More stories from Gavin Drees

Trashy Goals
March 15, 2021

At the Window Walk, freshman Gracie McCusker plays her violin.

Many students join band in fifth grade. Some choose a flute or a clarinet. Others may decide upon a brass instrument such as a tuba or a trumpet. A few will play percussion.

For freshman Gracie McCusker, none of those instruments really stood out to her—until she tried the violin.

“I tried out a few instruments, and I didn’t like them,” McCusker said. “(The school) had a student violin. I really enjoyed it, and I’ve been playing ever since.”

She takes lessons from Doug Stock, local musician and teacher, for half an hour every week.

According to McCusker, every year Stock has his students make a CD.

“Making a CD takes a lot of time,” McCusker said. “The first year I made a CD with pop songs on it. The next year, my mom wanted me to do a Christmas CD, and last year I made a gospel CD.”

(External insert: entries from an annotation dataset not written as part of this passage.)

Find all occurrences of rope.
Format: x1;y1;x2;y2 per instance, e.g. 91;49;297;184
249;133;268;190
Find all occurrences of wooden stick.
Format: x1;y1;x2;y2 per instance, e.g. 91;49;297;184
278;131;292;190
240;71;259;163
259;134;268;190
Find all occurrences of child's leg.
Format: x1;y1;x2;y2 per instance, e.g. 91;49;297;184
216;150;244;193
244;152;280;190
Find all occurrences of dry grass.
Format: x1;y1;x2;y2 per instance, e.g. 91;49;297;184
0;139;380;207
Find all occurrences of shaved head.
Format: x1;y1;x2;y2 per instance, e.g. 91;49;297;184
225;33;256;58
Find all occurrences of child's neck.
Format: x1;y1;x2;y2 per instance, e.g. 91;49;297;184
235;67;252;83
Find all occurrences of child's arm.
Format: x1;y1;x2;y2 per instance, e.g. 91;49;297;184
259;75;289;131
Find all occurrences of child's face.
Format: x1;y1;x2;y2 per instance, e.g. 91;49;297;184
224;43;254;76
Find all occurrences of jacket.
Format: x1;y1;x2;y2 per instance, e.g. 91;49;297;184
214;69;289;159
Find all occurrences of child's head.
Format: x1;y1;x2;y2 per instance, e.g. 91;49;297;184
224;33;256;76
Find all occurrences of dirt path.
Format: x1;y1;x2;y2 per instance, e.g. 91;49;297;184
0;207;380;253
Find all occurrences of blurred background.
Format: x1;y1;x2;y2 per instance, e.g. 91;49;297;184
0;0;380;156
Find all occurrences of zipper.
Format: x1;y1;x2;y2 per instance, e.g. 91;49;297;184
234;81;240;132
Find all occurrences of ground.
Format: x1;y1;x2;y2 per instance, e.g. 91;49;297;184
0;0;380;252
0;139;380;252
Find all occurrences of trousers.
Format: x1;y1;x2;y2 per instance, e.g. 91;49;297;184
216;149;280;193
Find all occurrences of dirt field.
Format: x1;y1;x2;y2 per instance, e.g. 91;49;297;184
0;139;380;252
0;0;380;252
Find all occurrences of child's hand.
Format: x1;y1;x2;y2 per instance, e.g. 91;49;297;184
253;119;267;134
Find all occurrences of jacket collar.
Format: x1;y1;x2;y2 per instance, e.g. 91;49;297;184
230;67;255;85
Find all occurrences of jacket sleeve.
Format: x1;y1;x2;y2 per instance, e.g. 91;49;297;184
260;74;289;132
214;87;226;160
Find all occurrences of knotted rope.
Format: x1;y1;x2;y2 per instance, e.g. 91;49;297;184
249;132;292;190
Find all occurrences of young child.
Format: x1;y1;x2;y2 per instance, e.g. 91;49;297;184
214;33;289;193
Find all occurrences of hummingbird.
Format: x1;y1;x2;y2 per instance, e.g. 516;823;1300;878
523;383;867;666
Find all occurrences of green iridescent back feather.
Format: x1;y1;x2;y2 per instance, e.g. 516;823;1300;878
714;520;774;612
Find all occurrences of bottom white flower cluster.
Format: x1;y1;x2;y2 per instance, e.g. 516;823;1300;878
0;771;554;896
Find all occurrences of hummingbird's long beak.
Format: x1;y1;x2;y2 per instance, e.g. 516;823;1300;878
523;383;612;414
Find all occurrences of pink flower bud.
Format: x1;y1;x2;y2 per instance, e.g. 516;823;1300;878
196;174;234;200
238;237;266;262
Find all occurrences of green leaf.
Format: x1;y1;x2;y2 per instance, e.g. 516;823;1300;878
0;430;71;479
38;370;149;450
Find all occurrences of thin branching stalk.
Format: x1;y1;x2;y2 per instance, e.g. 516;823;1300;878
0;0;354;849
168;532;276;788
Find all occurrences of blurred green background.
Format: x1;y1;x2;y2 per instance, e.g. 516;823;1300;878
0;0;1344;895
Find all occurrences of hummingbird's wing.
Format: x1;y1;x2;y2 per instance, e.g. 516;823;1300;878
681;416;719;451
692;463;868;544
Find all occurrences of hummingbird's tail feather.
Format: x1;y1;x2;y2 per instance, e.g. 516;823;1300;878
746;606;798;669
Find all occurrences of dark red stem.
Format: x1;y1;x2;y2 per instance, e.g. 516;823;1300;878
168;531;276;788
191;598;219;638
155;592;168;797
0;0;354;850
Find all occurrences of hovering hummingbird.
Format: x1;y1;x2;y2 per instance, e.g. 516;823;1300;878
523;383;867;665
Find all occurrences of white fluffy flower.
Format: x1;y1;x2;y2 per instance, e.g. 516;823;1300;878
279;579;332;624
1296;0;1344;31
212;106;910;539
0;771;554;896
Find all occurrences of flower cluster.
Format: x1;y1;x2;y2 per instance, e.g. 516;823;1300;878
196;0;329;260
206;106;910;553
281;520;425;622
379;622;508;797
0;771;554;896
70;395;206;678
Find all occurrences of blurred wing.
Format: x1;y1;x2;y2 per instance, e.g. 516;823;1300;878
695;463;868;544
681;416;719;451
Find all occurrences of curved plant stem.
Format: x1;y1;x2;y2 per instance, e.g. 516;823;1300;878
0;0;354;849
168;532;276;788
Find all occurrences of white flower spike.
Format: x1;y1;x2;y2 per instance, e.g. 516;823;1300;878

I caught on pretty easily.

— Gracie McCusker

The passion McCusker has for her violin also helps her earn money.

“Last summer, I started putting songs together to make a program to then play at retirement homes,” McCusker said.

The programs are around an hour long, and she gets paid anywhere from $30 to $50.

One of McCusker’s ancestors played violin as well; however, somewhere along the line, the violin was lost. The only part that remains is the bow.

Last Easter, when McCusker outgrew the student violin, she and her family bought a new violin; however, a month after the purchase, she met somebody else wanting to sell a violin.

“We came across an old lady who wanted to sell her violin,” McCusker said. “Older violins sound better and so we went to Altoona to buy it from her.”

McCusker said the violin was over 100 years old and that she prefers this violin over the one she purchased the previous month as she believes the quality and sound is better.

“I love my violin and I want to improve my technique,” McCusker said. “I plan on playing it for a long time.”